I had a problem with the daily mortality data for Sweden last week, it became very irregular and it looked as though there was a weekly dip in daily deaths. This didn’t make any sense and then I found this article with a link to some new data from the Swedish National Board of Health and Welfare, which seems to be better prepared. Thus this update includes two worksheets for Sweden, one the new NBHW calibration data and the other with the data on the EU website that I had been using and I have used for all the other countries I have had a go at modelling (Canada, USA, UK, Italy, Spain, Portugal, France and Germany).
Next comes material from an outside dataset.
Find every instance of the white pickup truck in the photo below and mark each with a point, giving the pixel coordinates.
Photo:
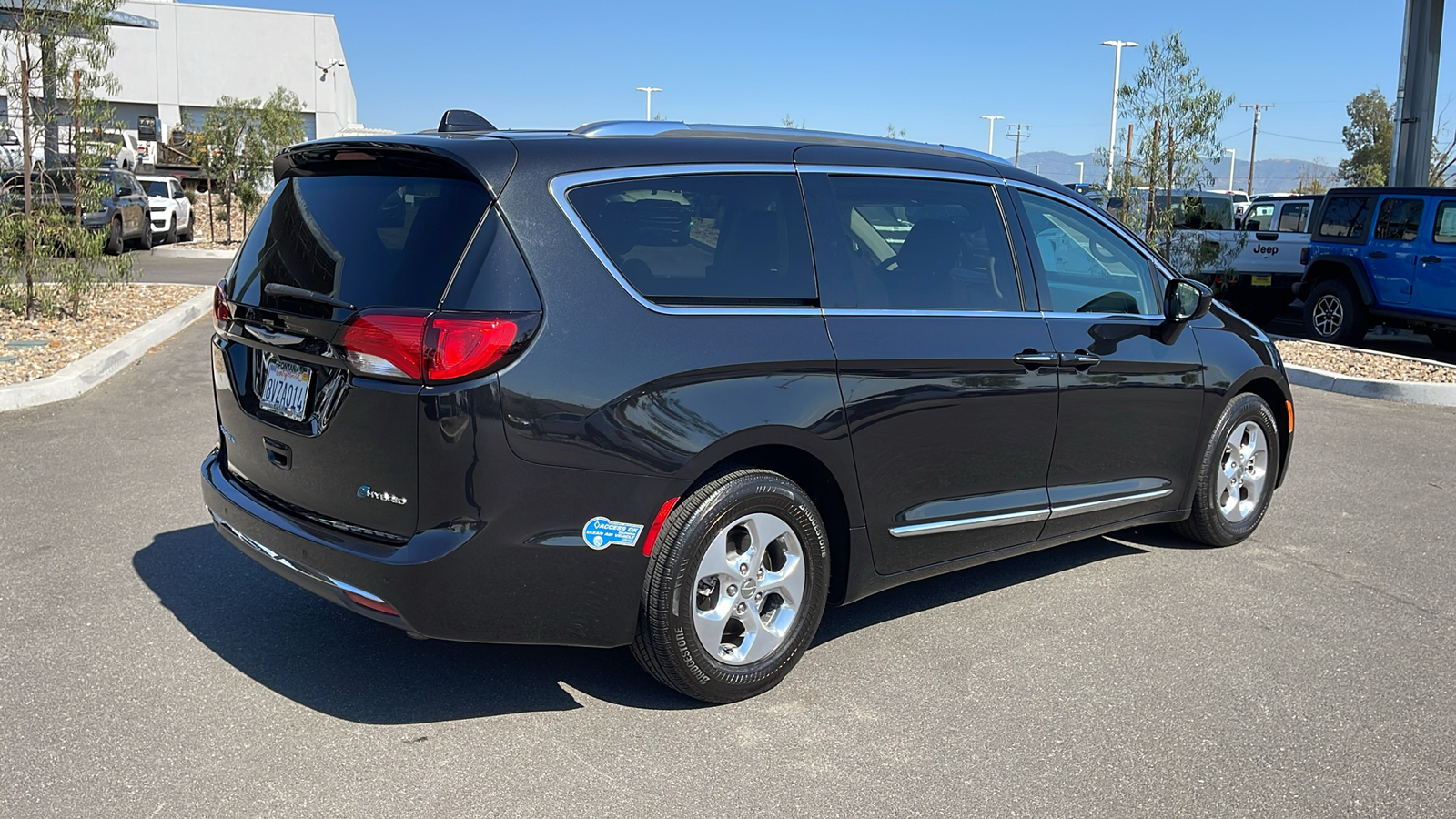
(1259, 257)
The Swedish model gives a mortality rate of 0.026%, so very much lower than most published estimates, and there is simply no other way to explain the daily time series of reported deaths. That implies a very large number of unreported cases everywhere. The NBHW notes that it expects that the number of deaths is likely to increase slightly as they get better data from around the country, and it seems that in most places there is at least anecdotal evidence of unreported deaths due to COVID, for various reasons. Thus I have calibrated to envelope the shape of the calibration data for each country, with some excess over the number of reported deaths.
I thought I should do some sensitivity for my main (and probably unknowable) unknown, the average number of days that infected people are infectious to others.My initial guess was 10 days, so I also tried 7 and 14 days. I also added the actual dates when distancing measures were introduced and tried to match those too (not always successfully). The table below shows how things turned out, and I am attaching all the corresponding spreadsheets. Overall it seems to have worked well, but calibration was easier for the 10-day infectious period than for the other two, so I think the true value is likely be around 10 days. You will see that Spain and Italy have the highest mortality rates by far, and Germany the lowest.
I think that the good news is that current phase of the epidemic will be over quite quickly now, but with most of the population having been infected and no data yet on the duration of any resistance they may have acquired. The large number of unreported cases means that most people are resistant anyway, at least to the current strains of the virus. That doesn’t apply to countries that have managed to control the outbreak, like New Zealand, Iceland, Taiwan, South Korea and, maybe, Singapore. Whereas, come the Summer, almost everyone in Europe and North America will have been infected and recovered, so the need for travel restrictions should disappear (never mind the US pause in issuing Green Cards), these countries will have to maintain strict quarantine and testing regimes for everyone entering the country, to prevent new infections.